The first catch is in the pricing. I admit $2.95 per month sounds good. But we are talking about a 3 year plan so you have to pay 36 times that, $106.2 in advance. So although technically it costs you less than $3 monthly, what you actually pay is over $100.

But the bigger catch comes in when your contract is over. Whether it’s one year, two, or three, promotional prices always apply only to the first term and hosting plans auto-renew at regular rates.

Let’s analyze our 2 examples From above

You ordered the 3-year Basic plan, and chances are that you already forgot that you have to pay again for this service. Then, 3 years later, an automatic withdrawal will set you back with a whopping $323.64. Pretty big difference compared to the monthly $3 what’s in your head. But that’s the cost of three years of the Basic plan at the regular rate of $8.99.

In the case of the 1-year Choice Plus plan, after the first promotional payment of $89.4, the second year you’ll find yourself $227.88 behind. That’s the yearly cost of this plan with the regular monthly rate of $18.99.

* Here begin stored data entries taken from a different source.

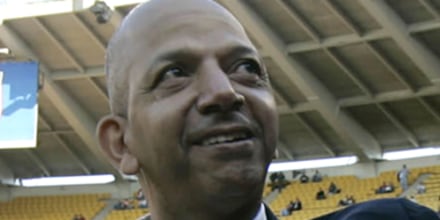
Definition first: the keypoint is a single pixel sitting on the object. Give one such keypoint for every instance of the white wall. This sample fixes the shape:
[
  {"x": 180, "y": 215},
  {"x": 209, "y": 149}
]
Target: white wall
[
  {"x": 372, "y": 169},
  {"x": 117, "y": 190},
  {"x": 122, "y": 190}
]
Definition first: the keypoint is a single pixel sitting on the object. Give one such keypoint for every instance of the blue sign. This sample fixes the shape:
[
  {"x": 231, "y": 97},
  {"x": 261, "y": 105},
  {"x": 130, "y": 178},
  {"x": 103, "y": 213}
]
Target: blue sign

Don’t get me wrong. 9 or 18 bucks respectively are still an OK price for this service. And as I said they provide good value for the money. Also this promotional price vs regular price trick is something that you can find very often with many other companies. Still something I think is worth mentioning so that you can see the full picture and can get prepared in advance.

WPX banner

What Is Your Experience With Bluehost?

I hope you found this Bluehost review, my personal experience, useful.

Do you have any first hand experience with Bluehost hosting? I would love to hear that in the comment section down below!

2 thoughts on “A 100% Honest Review of Bluehost Hosting”

  1. I’ve been reading a lot of posts about starting a food blog lately (as I have really been wanting to take the plunge), and I really enjoyed how you broke everything down. It certainly helps give me the extra “umph” to get one started! But at times, I find the more I read the more I confuse myself on which path to take – buying your own domain name or simply starting one for free on a blogger.com or wordpress.com. Since I would be such a newbie at this, which do you suggest? Is it difficult to switch over to a more “serious” platform if you started from a free one? How often do you or should you post? How did you come to find your voice? How often do you create new recipes? I’m sure these questions are becoming overwhelming for you just as they are from me! But I would love to get your insight and to hear from your experiences.

    • I wouldn’t start with a free platform. They are easier to start yes, but have way way much more limitations.

      Having your own domain and hosting a WordPress website has become a breeze lately, so you shouldn’t worry about it. And you have so much more possibilities with your own domain, don’t even mentioning that if you decide to monetize it later, it really is your only option to have your own domain.